Rus shows her work in with robotic self-organization; really smart parts that know how the whole is to be organized. In application, imagine a robot encountering a river without a bridge, and constructing a bridge for itself.

Predictions for the future:
- Robotics will give us new theoris for intelligence -- we need to account for situatedness and embedding in natural world; we will move beyond Turing intelligence
- Robots/actuation will be pervasive
- Robots will accomplish the ultimate automation -- on-demand factories
- Robots will save the environment -- biologists are overwhelmed by simple tasks like data collection; it's not just to monitor environment, but also to effectively repair processes in which the system is damaged
- Robots will extend and enhance life -- the convergence of DNA and silicon will happen.
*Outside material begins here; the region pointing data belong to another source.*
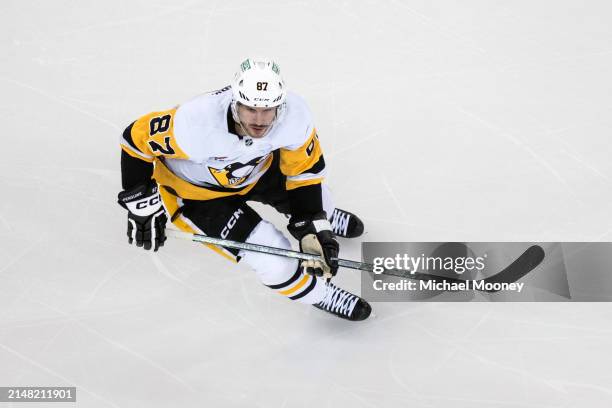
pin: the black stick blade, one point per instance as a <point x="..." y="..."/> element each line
<point x="529" y="260"/>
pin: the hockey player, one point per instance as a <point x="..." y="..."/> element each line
<point x="202" y="161"/>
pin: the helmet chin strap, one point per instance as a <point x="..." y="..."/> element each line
<point x="242" y="130"/>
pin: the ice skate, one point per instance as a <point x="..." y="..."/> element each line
<point x="345" y="224"/>
<point x="344" y="304"/>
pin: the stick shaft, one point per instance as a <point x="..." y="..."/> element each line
<point x="226" y="243"/>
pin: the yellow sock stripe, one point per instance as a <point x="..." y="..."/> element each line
<point x="297" y="287"/>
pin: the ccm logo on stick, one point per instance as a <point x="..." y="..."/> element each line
<point x="230" y="224"/>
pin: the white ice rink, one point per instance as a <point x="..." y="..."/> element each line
<point x="441" y="121"/>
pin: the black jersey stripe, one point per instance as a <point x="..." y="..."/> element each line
<point x="317" y="167"/>
<point x="127" y="136"/>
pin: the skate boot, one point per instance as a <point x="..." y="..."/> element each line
<point x="344" y="304"/>
<point x="345" y="224"/>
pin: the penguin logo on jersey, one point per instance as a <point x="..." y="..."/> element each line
<point x="235" y="174"/>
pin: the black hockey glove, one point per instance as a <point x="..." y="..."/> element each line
<point x="146" y="215"/>
<point x="316" y="237"/>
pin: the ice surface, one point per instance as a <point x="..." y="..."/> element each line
<point x="441" y="121"/>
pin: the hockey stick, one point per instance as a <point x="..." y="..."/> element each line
<point x="524" y="264"/>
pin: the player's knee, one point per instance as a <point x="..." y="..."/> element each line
<point x="270" y="269"/>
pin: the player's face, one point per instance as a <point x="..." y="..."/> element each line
<point x="256" y="121"/>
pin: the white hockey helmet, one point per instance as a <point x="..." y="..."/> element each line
<point x="258" y="84"/>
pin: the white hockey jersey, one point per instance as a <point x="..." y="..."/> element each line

Human-centered robotics will enable us to move from personal computers to personal robots.


Sherry Turkle, MIT
From Building Intelligences to Nurturing Sensibilities

Technologies are never just tools; technologies are "evocative objects." Computational entities (computers, agents, robots) become relational companions. They provoke anthromorphizing. Her objects are designed to provoke nurturing behavior.

What is a relational artifact? It's an evocative object. These present themselves as having states of mind affected by interactions with humans. They impress not just through their intelligence, but through their sensibilities. In how we interact with them and reflect on our relationship to them, we learn about our own inner states.

E.g. Kismet, Aibo, Furby, My Real Baby. This last wasn't so successful with children but was very successful with seniors in senior centers. Children and seniors are both somewhat vulnerable populations. With seniors, sometimes it's interactions with robotics or nothing, and in some cases the robot is "good enough" to satisfice, as it were, for human interaction. But the robot is not really empathetic. This could be misused, morally, because the question is who will be given (actively) a robot as the best our culture can do to provide them with companionship: the disabled, the elderly, children.

The art and sciene of reltional artifacts is part of the art and science of understanding human psychology and human vulnerability. Interaction wtih these objects move from the psychology of project to the psychology of engagement and object relations. In talking about relationsl artifacts, the discourse of aliveness moves from the objects competetency (physical or psychological) to the person's relationship with the object. They push our Darwinian buttons. People respond to these objects as though they were sentient and feeling objects.

Children can differentiate -- and have to learn to differentiate -- between animal alive-ness and robotic alive-ness, between animal love and robotic love. Children nurture robots; they think of a nonfunctioning robot as wounded, they show belligerence towards robots when angry, and view robots as dialogue partners in conversation.

Nurturance may turn out to be the killer app.

In the 1980s Turkle met a teenager who spoke about the pleasure of working with a personal computer because it was like putting a piece of her mind into the computer's mind. Twenty years later, children and elder nursing home residents who have robotic agents report that they feel emotionally connected with the robot. They feel love. This is a sea change.

Relational artifacts present themselves as a possible Self objects. Now, Self objects are positive psychology when the object is a person. It presents a narcissistic experience to project self onto others, but robotics might be used this way. Perhaps there is therapeutic potential here, but what are we to make of this? Is it good for us that we have robots that convince us they care? Or will our lives be enhanced because we'll have to develop new ways of feeling toward these others, and our new kinds of relationships?